Ex-vivo phosphor imaging

Immediately after the last MicroPET scan, the animals were sacrificed and their tumors were rapidly frozen. Tumor slices (20 μm thickness) were obtained using a cryomicrotome (CM 3050S, Leica Microsystems, Wetzlar, Germany) and were placed on Superfrost Plus microscope slides (Menzel-Glaser, Germany). The sections were placed in a BAS exposure cassette with a 2325 imaging plate (Fujifilm Corporation, Japan) and exposed for at least 1 hour. The quantitative autoradiography data (photo-stimulated luminescence, PSL, unit/mm2) were normalized to the injected dose and body weight.

Immunohistochemistry

Tumor slices were obtained as described above.
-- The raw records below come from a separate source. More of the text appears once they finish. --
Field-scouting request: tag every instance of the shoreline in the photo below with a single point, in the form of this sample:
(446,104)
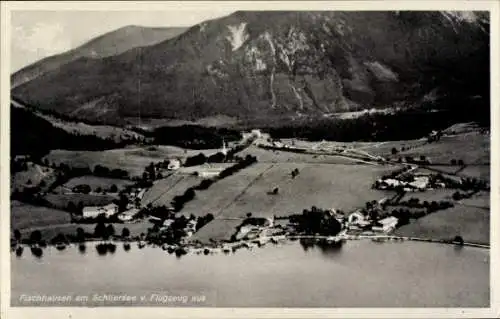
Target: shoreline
(274,239)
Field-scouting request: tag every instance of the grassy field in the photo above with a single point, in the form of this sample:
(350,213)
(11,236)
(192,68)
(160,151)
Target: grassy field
(51,231)
(61,201)
(473,224)
(132,159)
(27,216)
(218,229)
(477,171)
(472,148)
(97,182)
(481,199)
(276,156)
(164,190)
(31,177)
(431,195)
(325,186)
(223,192)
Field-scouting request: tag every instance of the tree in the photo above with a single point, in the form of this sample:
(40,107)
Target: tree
(100,230)
(113,188)
(17,235)
(125,232)
(80,234)
(110,230)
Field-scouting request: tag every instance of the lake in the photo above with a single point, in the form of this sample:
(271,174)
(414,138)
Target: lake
(294,274)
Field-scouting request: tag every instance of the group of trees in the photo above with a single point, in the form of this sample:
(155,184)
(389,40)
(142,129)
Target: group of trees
(317,221)
(247,161)
(179,200)
(29,137)
(194,136)
(405,125)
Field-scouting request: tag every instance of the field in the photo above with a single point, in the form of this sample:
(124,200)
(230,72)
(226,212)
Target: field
(322,185)
(375,148)
(223,192)
(481,199)
(473,224)
(218,229)
(164,190)
(131,159)
(32,177)
(61,201)
(342,187)
(276,156)
(476,171)
(97,182)
(472,148)
(27,216)
(50,231)
(431,195)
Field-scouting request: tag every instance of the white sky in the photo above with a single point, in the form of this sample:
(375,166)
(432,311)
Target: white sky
(38,34)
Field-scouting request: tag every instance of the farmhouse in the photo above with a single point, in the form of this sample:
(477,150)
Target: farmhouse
(385,225)
(128,215)
(94,211)
(174,164)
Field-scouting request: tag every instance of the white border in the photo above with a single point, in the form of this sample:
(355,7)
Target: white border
(143,312)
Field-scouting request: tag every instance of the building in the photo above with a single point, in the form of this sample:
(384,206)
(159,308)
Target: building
(385,225)
(128,215)
(174,164)
(110,209)
(94,211)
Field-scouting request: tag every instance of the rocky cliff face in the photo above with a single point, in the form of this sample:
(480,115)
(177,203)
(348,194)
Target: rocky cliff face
(258,64)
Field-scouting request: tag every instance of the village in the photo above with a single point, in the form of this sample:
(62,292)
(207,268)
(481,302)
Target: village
(173,229)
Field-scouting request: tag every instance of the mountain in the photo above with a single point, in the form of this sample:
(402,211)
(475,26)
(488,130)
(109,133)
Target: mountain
(273,64)
(109,44)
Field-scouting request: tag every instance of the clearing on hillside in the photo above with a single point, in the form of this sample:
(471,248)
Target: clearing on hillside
(95,182)
(342,187)
(473,224)
(131,159)
(27,216)
(163,191)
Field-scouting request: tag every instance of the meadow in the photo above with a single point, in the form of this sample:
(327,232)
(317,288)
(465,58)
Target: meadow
(61,201)
(97,182)
(473,224)
(343,187)
(131,159)
(164,190)
(28,216)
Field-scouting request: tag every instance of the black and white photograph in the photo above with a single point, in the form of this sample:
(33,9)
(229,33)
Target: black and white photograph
(219,157)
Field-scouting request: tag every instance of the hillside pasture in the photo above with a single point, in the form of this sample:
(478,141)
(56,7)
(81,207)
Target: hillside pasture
(473,224)
(131,159)
(97,182)
(223,192)
(163,191)
(472,148)
(279,156)
(27,216)
(32,177)
(476,171)
(61,201)
(344,187)
(431,195)
(481,199)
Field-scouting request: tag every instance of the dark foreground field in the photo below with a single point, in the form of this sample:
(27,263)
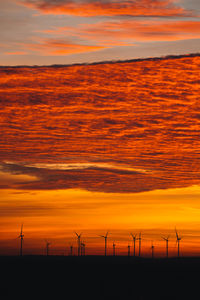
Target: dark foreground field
(99,278)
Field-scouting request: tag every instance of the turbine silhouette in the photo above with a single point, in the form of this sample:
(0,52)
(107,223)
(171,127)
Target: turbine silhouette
(105,238)
(129,250)
(139,251)
(21,236)
(152,250)
(79,242)
(71,250)
(134,240)
(166,239)
(178,239)
(47,247)
(114,249)
(82,248)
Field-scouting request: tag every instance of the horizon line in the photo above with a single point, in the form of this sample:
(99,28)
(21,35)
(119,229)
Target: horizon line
(156,58)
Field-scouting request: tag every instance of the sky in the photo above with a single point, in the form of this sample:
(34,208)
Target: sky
(101,147)
(45,32)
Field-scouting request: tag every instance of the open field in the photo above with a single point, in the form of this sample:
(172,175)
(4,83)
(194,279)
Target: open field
(98,277)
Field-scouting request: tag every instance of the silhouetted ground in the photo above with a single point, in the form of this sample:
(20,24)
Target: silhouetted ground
(98,277)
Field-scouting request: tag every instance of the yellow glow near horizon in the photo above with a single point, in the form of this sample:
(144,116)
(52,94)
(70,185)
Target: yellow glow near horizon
(57,214)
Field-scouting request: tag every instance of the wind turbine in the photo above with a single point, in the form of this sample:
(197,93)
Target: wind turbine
(71,250)
(152,250)
(105,238)
(114,249)
(134,239)
(139,239)
(47,247)
(79,242)
(178,239)
(21,236)
(82,248)
(166,239)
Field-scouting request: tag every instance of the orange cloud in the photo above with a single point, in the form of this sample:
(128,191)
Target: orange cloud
(108,8)
(16,53)
(59,47)
(141,31)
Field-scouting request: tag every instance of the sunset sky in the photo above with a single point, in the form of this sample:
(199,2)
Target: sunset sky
(45,32)
(99,147)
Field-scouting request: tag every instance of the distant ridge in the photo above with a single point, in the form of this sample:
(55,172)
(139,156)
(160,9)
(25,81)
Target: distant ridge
(107,62)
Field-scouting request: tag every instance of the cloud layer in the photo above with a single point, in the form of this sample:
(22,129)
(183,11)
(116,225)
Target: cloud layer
(121,127)
(108,8)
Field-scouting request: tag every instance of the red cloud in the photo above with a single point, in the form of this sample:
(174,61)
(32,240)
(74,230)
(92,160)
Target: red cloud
(143,30)
(108,7)
(124,33)
(59,47)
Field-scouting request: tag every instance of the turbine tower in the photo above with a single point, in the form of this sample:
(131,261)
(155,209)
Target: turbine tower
(134,240)
(152,250)
(139,239)
(129,250)
(82,248)
(178,239)
(114,249)
(166,239)
(71,250)
(47,247)
(21,236)
(79,242)
(105,238)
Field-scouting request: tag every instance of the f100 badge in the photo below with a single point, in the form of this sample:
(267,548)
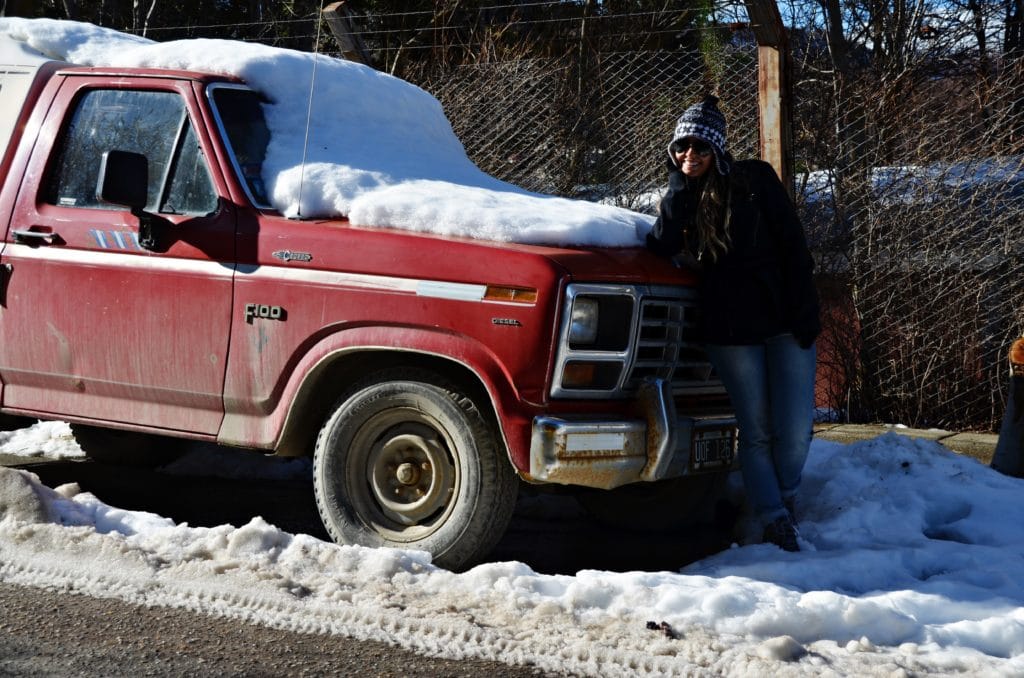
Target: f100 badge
(267,312)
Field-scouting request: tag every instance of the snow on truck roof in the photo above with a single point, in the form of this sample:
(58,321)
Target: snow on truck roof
(380,150)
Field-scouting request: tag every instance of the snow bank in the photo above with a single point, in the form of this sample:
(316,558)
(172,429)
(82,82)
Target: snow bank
(911,564)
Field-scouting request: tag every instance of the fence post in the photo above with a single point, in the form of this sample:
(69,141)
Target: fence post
(339,19)
(774,88)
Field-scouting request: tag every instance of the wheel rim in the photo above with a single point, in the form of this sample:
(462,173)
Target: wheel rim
(411,476)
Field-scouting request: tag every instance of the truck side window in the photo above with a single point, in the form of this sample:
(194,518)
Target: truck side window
(153,123)
(240,113)
(190,189)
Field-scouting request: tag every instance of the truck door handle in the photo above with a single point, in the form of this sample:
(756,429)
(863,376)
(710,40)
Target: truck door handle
(28,236)
(5,272)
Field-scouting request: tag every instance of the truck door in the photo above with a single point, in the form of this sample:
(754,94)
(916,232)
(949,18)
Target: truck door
(94,326)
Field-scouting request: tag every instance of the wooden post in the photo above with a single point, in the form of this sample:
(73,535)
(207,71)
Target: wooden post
(774,88)
(339,19)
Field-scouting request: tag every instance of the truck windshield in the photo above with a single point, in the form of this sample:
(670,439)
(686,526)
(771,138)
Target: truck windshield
(241,117)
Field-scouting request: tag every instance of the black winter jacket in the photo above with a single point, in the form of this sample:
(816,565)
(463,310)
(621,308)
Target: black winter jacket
(763,286)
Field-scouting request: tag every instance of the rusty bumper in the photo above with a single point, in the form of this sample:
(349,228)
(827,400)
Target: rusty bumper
(606,454)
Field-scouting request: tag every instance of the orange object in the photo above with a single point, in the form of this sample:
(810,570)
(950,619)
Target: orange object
(1017,356)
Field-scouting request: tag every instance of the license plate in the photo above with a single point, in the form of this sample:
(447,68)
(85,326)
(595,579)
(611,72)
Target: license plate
(713,450)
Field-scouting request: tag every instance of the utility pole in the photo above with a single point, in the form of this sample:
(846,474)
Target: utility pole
(774,87)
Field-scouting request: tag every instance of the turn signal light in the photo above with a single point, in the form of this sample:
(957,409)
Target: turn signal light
(516,295)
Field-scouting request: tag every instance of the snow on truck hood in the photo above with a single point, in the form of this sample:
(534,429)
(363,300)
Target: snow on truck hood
(380,150)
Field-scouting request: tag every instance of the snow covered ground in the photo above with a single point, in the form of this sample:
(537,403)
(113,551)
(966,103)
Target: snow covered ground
(912,564)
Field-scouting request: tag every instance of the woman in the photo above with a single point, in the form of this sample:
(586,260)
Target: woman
(759,309)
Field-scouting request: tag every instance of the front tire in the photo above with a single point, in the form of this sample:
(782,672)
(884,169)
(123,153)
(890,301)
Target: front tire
(406,461)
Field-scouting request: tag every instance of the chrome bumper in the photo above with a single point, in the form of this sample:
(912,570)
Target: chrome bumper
(606,454)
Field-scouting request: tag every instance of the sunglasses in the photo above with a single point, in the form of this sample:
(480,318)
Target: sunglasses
(702,149)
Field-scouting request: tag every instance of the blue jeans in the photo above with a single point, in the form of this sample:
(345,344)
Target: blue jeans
(771,386)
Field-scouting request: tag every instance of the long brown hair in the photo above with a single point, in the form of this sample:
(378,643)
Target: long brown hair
(713,231)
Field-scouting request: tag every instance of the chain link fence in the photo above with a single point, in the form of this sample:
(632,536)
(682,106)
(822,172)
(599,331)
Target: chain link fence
(911,193)
(909,174)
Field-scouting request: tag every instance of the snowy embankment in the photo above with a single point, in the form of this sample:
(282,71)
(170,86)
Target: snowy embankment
(911,562)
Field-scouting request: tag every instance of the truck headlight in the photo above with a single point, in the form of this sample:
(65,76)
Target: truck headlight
(583,322)
(596,340)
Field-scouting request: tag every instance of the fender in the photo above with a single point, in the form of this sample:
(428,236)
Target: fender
(266,430)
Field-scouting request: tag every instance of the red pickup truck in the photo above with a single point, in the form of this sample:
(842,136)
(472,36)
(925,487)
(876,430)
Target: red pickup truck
(150,291)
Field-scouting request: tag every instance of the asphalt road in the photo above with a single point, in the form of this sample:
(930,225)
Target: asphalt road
(45,633)
(50,634)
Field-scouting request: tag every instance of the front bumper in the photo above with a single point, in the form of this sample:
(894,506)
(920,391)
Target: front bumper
(606,454)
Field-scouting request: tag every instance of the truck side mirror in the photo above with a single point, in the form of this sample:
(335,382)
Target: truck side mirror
(124,179)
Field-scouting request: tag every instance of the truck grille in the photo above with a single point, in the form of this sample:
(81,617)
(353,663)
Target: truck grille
(643,332)
(667,347)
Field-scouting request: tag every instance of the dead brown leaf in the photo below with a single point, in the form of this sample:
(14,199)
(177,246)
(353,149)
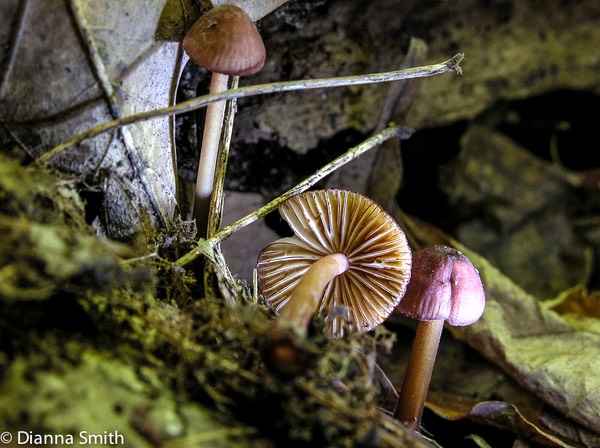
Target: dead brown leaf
(536,346)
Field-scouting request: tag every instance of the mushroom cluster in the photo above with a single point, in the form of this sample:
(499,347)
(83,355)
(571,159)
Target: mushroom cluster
(348,260)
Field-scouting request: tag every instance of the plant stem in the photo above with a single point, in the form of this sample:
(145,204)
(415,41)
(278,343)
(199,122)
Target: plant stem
(451,65)
(351,154)
(209,153)
(411,401)
(215,214)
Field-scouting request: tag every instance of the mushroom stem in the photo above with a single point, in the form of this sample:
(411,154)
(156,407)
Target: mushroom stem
(208,154)
(304,301)
(284,349)
(418,373)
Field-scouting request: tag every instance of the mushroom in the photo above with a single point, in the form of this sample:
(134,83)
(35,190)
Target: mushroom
(225,41)
(444,286)
(348,260)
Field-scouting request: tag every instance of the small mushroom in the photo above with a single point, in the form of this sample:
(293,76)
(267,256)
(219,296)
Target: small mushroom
(348,260)
(444,286)
(225,41)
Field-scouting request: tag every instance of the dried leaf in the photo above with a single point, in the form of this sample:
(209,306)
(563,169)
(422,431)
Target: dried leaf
(256,9)
(71,65)
(495,413)
(535,346)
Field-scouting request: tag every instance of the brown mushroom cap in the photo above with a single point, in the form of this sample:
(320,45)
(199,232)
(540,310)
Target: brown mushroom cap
(225,40)
(444,285)
(338,221)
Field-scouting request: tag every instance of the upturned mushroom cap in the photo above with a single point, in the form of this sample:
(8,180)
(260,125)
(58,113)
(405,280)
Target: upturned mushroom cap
(225,40)
(444,285)
(338,221)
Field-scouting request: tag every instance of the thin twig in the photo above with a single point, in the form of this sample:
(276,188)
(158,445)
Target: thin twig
(451,65)
(351,154)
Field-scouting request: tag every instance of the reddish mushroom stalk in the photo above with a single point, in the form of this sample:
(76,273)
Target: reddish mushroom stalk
(444,286)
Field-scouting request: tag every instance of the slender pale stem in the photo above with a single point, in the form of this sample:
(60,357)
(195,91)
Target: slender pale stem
(415,385)
(209,153)
(451,65)
(304,301)
(284,348)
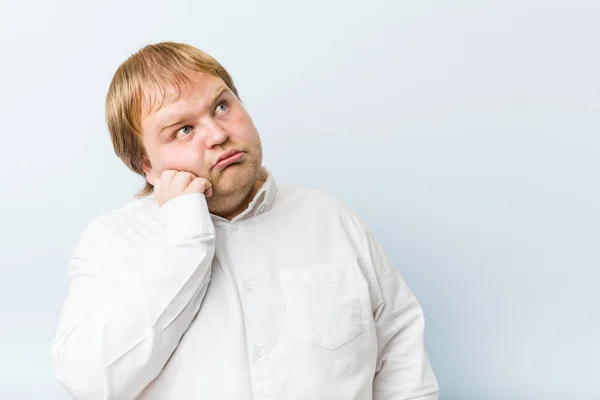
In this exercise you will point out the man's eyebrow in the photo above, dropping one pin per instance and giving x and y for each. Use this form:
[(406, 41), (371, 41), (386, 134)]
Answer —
[(178, 119), (183, 117)]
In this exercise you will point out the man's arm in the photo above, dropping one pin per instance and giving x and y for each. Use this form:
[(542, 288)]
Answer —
[(403, 371), (125, 313)]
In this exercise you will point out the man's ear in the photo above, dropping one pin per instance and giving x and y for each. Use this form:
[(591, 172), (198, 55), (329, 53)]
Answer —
[(149, 171)]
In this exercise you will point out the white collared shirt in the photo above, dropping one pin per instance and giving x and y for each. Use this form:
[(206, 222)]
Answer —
[(292, 299)]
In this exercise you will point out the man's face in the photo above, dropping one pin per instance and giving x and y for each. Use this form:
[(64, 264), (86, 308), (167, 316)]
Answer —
[(195, 132)]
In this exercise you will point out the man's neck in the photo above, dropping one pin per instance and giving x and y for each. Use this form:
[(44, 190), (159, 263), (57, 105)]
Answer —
[(243, 205)]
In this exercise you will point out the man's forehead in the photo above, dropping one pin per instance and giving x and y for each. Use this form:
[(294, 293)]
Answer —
[(199, 85)]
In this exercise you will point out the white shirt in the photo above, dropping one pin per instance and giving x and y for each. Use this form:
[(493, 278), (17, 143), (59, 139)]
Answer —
[(292, 299)]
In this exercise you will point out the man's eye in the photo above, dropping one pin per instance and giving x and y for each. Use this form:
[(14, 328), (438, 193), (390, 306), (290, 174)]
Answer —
[(221, 108), (184, 131)]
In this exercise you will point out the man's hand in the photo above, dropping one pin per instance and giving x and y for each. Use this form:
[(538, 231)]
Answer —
[(172, 184)]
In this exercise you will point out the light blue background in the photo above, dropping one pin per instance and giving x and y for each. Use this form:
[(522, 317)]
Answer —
[(465, 133)]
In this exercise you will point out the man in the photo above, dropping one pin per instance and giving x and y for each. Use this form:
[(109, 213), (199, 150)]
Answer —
[(217, 283)]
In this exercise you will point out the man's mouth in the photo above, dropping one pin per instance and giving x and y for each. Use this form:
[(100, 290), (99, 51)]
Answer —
[(228, 158)]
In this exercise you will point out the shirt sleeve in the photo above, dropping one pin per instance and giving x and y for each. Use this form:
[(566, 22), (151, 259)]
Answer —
[(403, 370), (129, 301)]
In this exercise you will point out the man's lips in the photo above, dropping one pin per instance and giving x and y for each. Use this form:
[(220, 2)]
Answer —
[(228, 158)]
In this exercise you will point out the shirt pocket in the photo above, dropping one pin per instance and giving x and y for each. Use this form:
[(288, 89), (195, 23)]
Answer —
[(322, 303)]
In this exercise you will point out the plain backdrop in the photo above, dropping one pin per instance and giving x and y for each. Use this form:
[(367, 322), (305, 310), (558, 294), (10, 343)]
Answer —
[(466, 134)]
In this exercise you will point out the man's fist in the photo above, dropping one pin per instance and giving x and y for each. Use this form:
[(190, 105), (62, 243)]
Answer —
[(172, 184)]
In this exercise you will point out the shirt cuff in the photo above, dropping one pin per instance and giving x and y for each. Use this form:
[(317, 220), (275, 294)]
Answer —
[(187, 217)]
Frozen tumor slices sections were kept at −80°C until needed. For IHC, frozen sections (20 μm) were air dried and fixed for 10 minutes with ice-cold acetone. The slides were incubated in 2.5% normal horse blocking serum in PBS before primary antibodies, rabbit polyclonal to Ki-67 (Abcam), were added followed by incubation for 1 hour. As the secondary antibody, ImmPRESS™ reagent, anti-rabbit Ig, peroxidase (Vector) was used. The staining’s were visualized by using an ImmPact™ DAB substrate kit (Vector). The counter stain was performed in methyl green for 2 minutes at room temperature. The images were analyzed with an Olympus UC30 digital color camera (Olympus Color Management Technology) and Cell Imaging software for Life Sciences microscopy.

Statistical analysis

Statistical significance was examined by Student t test. P-values less than 0.05 were considered a statistically significant difference.

Results

Effects of RO5126766 on cellular determinants of the uptake and retention of [18 F]FDG

We first investigated in vitro the feasibility of using two RO5126766 sensitive cell lines, HCT116 ( G13D K-ras) and COLO205 ( V600E B-raf), and one resistant cell line COLO320DM (no K-ras and B-raf mutation) for [18 F]FDG-PET imaging. The study revealed variations in glucose utilization between the three cell lines. The highest cellular glucose uptake was observed in COLO320DM cells and lowest in COLO205 (Additional file 1: figure S1). The RO5126766 at the concentration of 0.3 μM was a minimal dose demonstrated reduction of ERK/MEK phosphorylation to undetectable levels in HCT116 (K-ras) cells after 2 hours of the treatment start [24]. Variations in [18 F]FDG uptake in tumor cells exposed to RO5126766 were subsequently examined with 0, 0.3 or 1.3 μM of RO5126766 up to 48 hours. There was no significant change in the cellular accumulation of [18 F]FDG in the drug-resistant COLO320DM during treatment (Figure 1a). In HCT116 cells, a significant reduction in [18 F]FDG uptake was observed after 24 h of treatment (67.1%, p < 0.05, Figure 1b) and not at earlier time points. In contrast, in drug-sensitive COLO205 cells, a dose-dependent decrease in [18 F]FDG uptake was observed as early as after 2 hours of treatment compared to control (54.8%, p < 0.01, Figure 1c).
Figure 1

Effects of RO5126766 on cellular determinants of the uptake and retention of [ 18 F]FDG: (a) COLO320DM (wild type); (b) HCT116 ( K-ras mutant) (c) COLO205 ( B-raf ) mutant) cells were treated with RO5126766 for the indicated time- and dosage range and FDG uptake was assessed * p <0.05; ** p <0.01; (d) Western blotting analysis of the GLUTs and hexokinase II levels in three cell lines, actin is a loading control; (e) GLUT1 expression in plasma-membrane and cytosol fractions of HCT116 ( K - ras ) cells, treated with RO5126766 (1.3 μM). Na + , K + -ATP ase and actin protein levels in the cell membrane and cytosolic fractions (respectively) served as the fractions purity and loading controls; (f) Western blotting analysis of the hexokinase II activity in three cell lines, treated for 24 hours with RO5126766, 1.3 μM. Actin is a loading control.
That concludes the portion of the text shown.